Cheating: A Growing Problem

Photo illustration of student using his phone wasting valuable class time; an epidemic among classrooms.

Cheating: almost everyone knows it’s wrong, but why do students still do it? Nowadays, the pressure to succeed looms over high school students who hope to get good grades and impress their parents, prompting the idea of cheating to successfully get by. 

With websites like Slader, Quizlet and the use of technology, cheating becomes easier and almost tempting. The lines between what is considered cheating and honest work have become easily blurred in school.

A Josephson Institute’s Center for Youth Ethics Report of 70,000 high schoolers showed that 95 percent of them admitted to some form of cheating. About one out of every third person claimed to have used the internet in some way for answers.

With so many people cheating in different ways, the stigma against it decreases, and makes it more acceptable in school. Many cheat on assignments to avoid lagging behind in school or to try to equalize the advantage that others may have on them.

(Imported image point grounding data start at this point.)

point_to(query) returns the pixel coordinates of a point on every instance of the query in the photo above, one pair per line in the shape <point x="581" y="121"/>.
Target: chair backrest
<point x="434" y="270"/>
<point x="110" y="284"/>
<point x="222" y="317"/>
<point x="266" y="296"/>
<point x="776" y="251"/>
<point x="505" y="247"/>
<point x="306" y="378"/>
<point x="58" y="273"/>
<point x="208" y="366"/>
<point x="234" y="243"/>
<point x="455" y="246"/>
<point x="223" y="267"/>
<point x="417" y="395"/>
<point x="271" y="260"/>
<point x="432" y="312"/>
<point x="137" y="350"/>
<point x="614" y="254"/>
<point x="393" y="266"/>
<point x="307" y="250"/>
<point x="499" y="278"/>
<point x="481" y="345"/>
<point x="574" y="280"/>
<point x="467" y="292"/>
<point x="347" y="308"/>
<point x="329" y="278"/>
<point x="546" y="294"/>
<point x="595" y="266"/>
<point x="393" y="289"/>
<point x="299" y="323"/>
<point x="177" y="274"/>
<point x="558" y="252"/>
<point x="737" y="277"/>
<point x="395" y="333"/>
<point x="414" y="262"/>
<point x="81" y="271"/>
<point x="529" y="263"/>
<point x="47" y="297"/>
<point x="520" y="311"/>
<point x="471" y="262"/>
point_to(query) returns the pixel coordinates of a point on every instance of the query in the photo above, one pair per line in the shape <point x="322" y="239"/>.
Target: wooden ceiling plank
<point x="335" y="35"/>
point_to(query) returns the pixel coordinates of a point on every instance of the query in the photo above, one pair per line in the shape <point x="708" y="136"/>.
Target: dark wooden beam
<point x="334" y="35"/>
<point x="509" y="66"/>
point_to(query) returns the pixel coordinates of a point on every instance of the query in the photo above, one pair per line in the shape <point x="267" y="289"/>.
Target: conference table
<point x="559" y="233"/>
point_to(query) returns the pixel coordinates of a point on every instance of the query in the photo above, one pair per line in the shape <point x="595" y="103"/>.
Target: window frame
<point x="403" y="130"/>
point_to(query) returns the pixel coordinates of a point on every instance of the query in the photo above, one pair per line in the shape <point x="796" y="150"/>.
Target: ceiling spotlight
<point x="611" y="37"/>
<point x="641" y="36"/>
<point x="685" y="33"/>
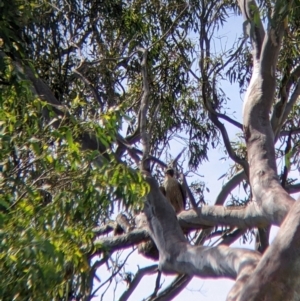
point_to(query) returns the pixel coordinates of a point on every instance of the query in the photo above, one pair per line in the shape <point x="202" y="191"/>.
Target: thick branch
<point x="229" y="186"/>
<point x="279" y="280"/>
<point x="177" y="256"/>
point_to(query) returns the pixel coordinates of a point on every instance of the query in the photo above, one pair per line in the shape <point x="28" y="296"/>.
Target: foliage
<point x="54" y="189"/>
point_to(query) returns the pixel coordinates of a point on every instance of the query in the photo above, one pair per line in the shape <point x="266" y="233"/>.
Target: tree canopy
<point x="93" y="93"/>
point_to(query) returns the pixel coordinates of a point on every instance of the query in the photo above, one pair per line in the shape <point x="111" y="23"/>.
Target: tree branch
<point x="145" y="164"/>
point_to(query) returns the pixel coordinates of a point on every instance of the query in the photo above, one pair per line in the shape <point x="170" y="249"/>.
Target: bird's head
<point x="169" y="172"/>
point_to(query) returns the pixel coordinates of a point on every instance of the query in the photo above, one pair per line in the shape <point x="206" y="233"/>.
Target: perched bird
<point x="173" y="191"/>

Cheating isn’t always a result of pressure. Many students feel that their school work is boring or pointless and that working hard on a particular assignment or studying for a test won’t affect their grade or knowledge. 

Oftentimes, students don’t understand their work but desperately want to finish it, so they turn to websites with answers instead of turning to their teachers for help.

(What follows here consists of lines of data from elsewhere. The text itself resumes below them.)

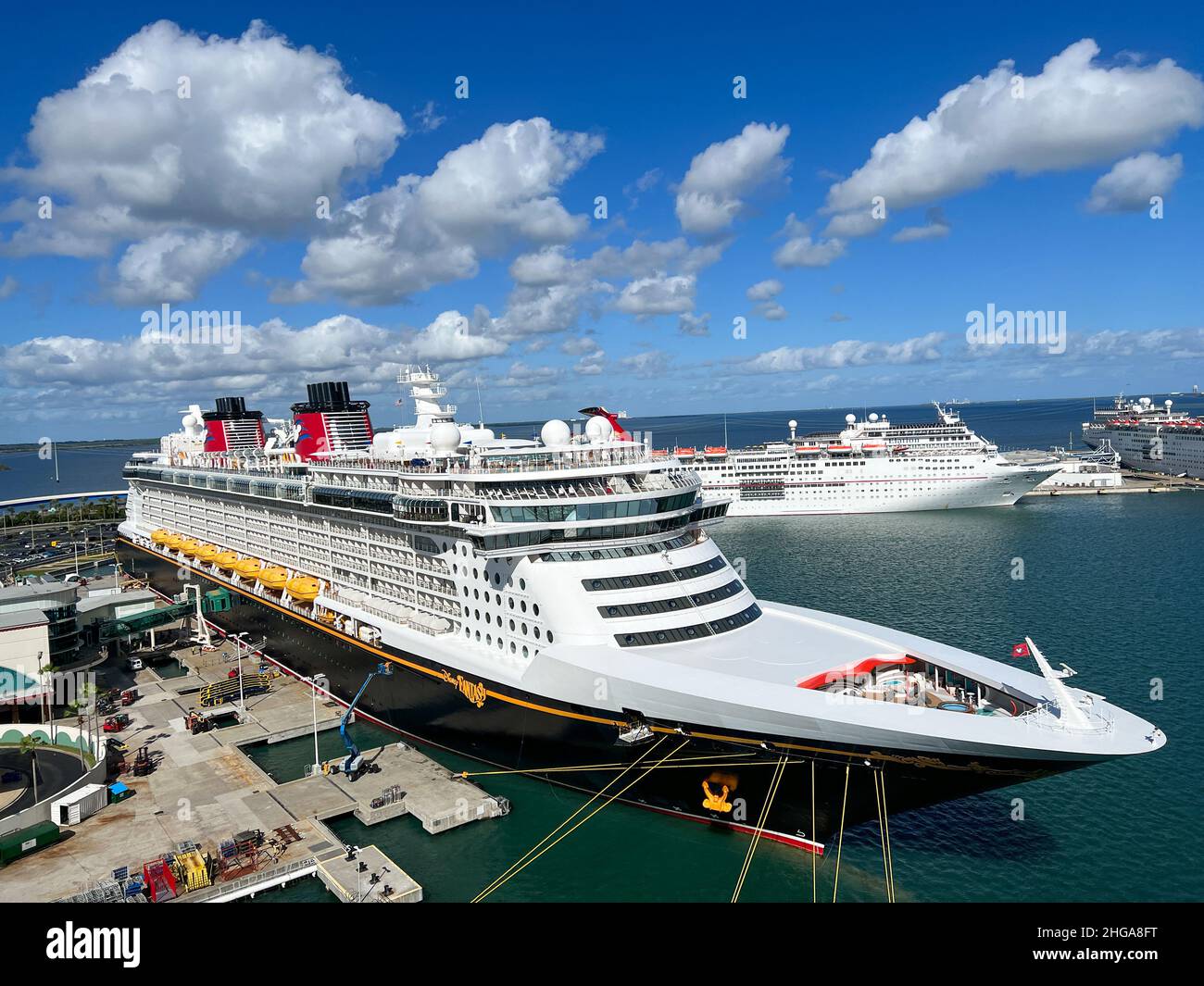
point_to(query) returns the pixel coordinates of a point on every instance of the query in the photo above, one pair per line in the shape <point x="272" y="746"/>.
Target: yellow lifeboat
<point x="304" y="588"/>
<point x="273" y="577"/>
<point x="248" y="568"/>
<point x="227" y="560"/>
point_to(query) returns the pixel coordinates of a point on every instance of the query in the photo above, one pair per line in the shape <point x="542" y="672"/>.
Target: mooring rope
<point x="814" y="830"/>
<point x="839" y="845"/>
<point x="759" y="826"/>
<point x="516" y="868"/>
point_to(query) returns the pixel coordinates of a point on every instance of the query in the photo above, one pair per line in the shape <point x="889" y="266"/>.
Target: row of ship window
<point x="671" y="605"/>
<point x="558" y="513"/>
<point x="683" y="633"/>
<point x="645" y="580"/>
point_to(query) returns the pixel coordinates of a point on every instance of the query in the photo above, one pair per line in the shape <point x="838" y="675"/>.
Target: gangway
<point x="216" y="601"/>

“With kids that cheat, they’re sacrificing their education,” said senior Andrew Wilson. “You’re not going to learn if you cheat all the time.”

Technology normalizes cheating with apps that allow thousands of students to share similar answers or send pictures of notes. It is so common, the definition of cheating has become obscured. 

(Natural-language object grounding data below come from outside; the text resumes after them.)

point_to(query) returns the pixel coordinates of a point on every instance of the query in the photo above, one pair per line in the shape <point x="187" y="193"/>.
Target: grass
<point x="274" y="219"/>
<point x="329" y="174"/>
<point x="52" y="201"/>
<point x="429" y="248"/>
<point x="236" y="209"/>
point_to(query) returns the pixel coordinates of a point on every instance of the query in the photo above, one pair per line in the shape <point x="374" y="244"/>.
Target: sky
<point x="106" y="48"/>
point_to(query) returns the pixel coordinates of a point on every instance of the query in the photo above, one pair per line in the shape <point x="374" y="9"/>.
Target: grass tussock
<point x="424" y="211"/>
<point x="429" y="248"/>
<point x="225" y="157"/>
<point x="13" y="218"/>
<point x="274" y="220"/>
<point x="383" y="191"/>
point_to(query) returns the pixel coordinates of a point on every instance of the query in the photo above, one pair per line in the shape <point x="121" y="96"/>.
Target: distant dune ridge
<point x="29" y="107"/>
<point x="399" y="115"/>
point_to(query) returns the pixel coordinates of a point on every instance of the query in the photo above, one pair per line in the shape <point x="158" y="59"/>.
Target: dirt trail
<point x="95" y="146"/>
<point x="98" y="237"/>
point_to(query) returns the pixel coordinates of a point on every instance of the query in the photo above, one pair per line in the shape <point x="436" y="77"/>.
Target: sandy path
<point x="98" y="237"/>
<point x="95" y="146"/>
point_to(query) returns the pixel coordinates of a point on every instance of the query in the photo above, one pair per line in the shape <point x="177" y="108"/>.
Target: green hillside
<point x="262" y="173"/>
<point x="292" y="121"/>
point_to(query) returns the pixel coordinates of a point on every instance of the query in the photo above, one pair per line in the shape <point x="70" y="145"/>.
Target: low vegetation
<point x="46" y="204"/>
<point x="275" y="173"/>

Many have different ideas of what they consider cheating in school, with some feeling like something as simple as sharing notes is cheating whereas others disagree with that and only consider cheating as using someone else’s answers on a test.

“I see kids share notes all the time,” said Wilson. “That’s honestly how kids pass classes these days, by airdropping notes or cheating on tests.”

This pressures students into cheating, although it might not seem like it. Many send pictures of assignments to “be a good friend” or they don’t think twice about their actions.

This makes cheating seem more like sharing or helping rather than gaining an unfair advantage. It has become so prevalent, that many don’t know they are doing it, or don’t understand the consequences.

One issue is that 95 percent of high schoolers have admitted to cheating, which normalizes cheating and alters the standards of what constitutes punishment for it. 

If a majority if high schoolers use apps like Quizlet for answers, it reduces the consequences that students will have for using it, because some teachers would rather let the student copy answers and not pass the test rather than handle the situation directly.

Other teachers prohibit typed notes and require hand only notes as an attempt to reduce the temptation of sharing notes and try to make students learn the material.

With more students turning to the internet for help, the cheating epidemic will continue when students continue to develop new strategies to gain an advantage in their studies.